Chiba, a martial arts movie star in her native Japan, made a name for herself punching breathtaking blows and stabbing fictitious enemies in the throat with just her fingers. His on-screen relentlessness has inspired action writers like director Quentin Tarantino and actor Keanu Reeves to emulate his style in their own works – and thrilled viewers when they weren’t covering their eyes.

Chiba, a ferociously talented martial artist whose international fame grew with films like “The Street Fighter” and “Kill Bill”, died this week from complications from Covid-19, his representative Timothy Beal confirmed to CNN. Chiba was 82 years old.

Chiba, born Sadaho Maeda, got his start in martial arts training with Mas Oyama, considered a karate master. And subdue it, Chiba did – he earned multiple Black Belts during his time under Oyama’s wing, according to Variety. He did not show his martial arts skills on screen until 1973, in the film “Karate Kiba”.

Comparisons with famous Hong Kong American martial artist Bruce Lee were inevitable.

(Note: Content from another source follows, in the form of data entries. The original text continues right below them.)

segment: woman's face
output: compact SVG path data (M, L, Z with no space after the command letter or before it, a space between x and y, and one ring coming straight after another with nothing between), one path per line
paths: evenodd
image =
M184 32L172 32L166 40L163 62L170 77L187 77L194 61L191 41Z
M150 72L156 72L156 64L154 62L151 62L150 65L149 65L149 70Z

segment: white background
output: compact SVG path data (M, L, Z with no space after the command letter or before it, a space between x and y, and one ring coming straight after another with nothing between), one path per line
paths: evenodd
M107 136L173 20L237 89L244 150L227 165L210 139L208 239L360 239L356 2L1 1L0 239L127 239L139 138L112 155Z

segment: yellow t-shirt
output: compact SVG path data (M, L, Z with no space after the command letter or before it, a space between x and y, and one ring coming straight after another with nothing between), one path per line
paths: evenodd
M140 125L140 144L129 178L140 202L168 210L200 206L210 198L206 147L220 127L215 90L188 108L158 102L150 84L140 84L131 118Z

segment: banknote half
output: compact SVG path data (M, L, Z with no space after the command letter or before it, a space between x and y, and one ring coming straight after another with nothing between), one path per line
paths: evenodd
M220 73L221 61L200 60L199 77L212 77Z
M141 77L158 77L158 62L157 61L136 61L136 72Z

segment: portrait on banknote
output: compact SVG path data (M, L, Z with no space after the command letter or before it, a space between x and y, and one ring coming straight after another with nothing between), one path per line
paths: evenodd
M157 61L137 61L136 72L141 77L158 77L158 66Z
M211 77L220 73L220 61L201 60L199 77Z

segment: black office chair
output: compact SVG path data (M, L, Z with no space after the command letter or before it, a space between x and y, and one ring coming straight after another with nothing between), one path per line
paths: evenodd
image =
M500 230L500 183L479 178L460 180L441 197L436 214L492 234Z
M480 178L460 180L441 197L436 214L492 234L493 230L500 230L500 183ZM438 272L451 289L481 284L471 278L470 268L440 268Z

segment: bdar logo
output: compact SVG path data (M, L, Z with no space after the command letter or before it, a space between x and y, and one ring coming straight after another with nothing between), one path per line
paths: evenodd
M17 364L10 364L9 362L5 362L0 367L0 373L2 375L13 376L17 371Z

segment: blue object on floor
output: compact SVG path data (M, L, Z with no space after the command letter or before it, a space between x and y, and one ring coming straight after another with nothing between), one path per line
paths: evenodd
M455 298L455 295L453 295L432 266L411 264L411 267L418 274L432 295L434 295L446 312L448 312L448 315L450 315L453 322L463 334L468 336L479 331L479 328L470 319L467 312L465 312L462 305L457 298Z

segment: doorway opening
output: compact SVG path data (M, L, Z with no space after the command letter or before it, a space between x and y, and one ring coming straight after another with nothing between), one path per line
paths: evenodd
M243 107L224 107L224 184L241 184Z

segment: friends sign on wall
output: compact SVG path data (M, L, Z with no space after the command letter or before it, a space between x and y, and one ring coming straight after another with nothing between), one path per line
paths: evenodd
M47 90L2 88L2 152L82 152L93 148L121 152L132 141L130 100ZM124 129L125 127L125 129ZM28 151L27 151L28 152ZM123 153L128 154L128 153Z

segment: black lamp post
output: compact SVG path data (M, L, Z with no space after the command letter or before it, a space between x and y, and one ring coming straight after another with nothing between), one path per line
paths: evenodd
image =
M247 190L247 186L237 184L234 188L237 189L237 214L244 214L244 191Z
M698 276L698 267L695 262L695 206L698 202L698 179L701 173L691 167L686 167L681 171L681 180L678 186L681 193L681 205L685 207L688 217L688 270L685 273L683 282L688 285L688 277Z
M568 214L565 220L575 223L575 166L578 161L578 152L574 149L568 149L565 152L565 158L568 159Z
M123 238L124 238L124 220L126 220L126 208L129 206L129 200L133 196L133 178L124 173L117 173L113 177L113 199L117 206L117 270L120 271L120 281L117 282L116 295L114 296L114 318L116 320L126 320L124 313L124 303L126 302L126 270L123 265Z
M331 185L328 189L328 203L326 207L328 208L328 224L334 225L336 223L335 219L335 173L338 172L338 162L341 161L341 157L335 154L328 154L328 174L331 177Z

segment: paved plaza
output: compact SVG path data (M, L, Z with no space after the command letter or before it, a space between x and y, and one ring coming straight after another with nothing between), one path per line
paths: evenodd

But Chiba’s distinct fighting style was unlike anything Lee had attempted. Chiba went ballistic on his enemies and appeared to use more force to land his punches, a method that softened the choreographed nature of his cinematic spars. And his characters have almost always killed his opponents.

All similarities to Lee were crushed with the release in 1974 of the shockingly violent international hit “The Street Fighter”, in which Chiba, as martial arts mercenary Takuma Tsurugi, dons a man strong enough to make him lose several teeth and crush another man’s one. skull. The protagonists of Chiba were ruthless anti-heroes who were ready to shed blood, a character trait that informs many contemporary action films.

“For me, the nicest part to play is the bad guy,” he said in a 2007 interview with British TV personality Jonathan Ross. He gushed out of that particularly brutal scene that cut to an x-ray of a skull after Chiba’s character smashed in, it was his idea, a workaround to show the damage in one hit without attempting to hit him. – even, he said.

Chiba’s style has won him famous fans like Tarantino, who first referred to the great martial artist in the 1993 film, “True Romance,” for which he wrote the screenplay. Chiba would later appear in the director’s two “Kill Bill” films.

In “True Romance,” Christian Slater’s Clarence Worley calls Chiba “bar none, the greatest actor working in martial arts movies today.”

He was nicer than his creepy movie roles suggested

Chiba has had a prolific career in film and television, with over 200 credits on IMDb. Western audiences may have seen him in 2006 in “The Fast and Furious: Tokyo Drift,” in which he played a ruthless boss Yakuza, but most of the movies and series he directed in the latter part of his career were outings in Japan.

Chiba had another film in the works before his death, Beal, his representative, said in an email to CNN. Despite what his conflicting roles would have the public believe, Chiba was a “humble, caring and friendly man,” Beal said.

Quentin Tarantino (left) sang the praises of Chiba in his films.

This was evident in a 2015 interview with Keanu Reeves. The action star of “The Matrix” and “John Wick” told Japanese media that Chiba is one of the greatest actors in martial arts cinema. Chiba then surprised Reeves during the interview and praised “John Wick,” visibly delighting Reeves.

“Character and action… you’ve come together,” Reeves told him. “There was always heart in [Chiba’s characters.] »

Chiba joked that he could learn a thing or two from Reeves, although Chiba arguably created the plan artists like Reeves have been trying to follow for decades. Chiba, as Takuma Tsurugi, slit his throat with his bare hands before Reeves, as John Wick, could creatively kill opponents with a well-placed pencil. He never made it seem easy – the faces of his characters betrayed the pain he felt as often as he made his enemies suffer – but the ambivalent tone he set in his performances inspired much. action movies that viewers love today.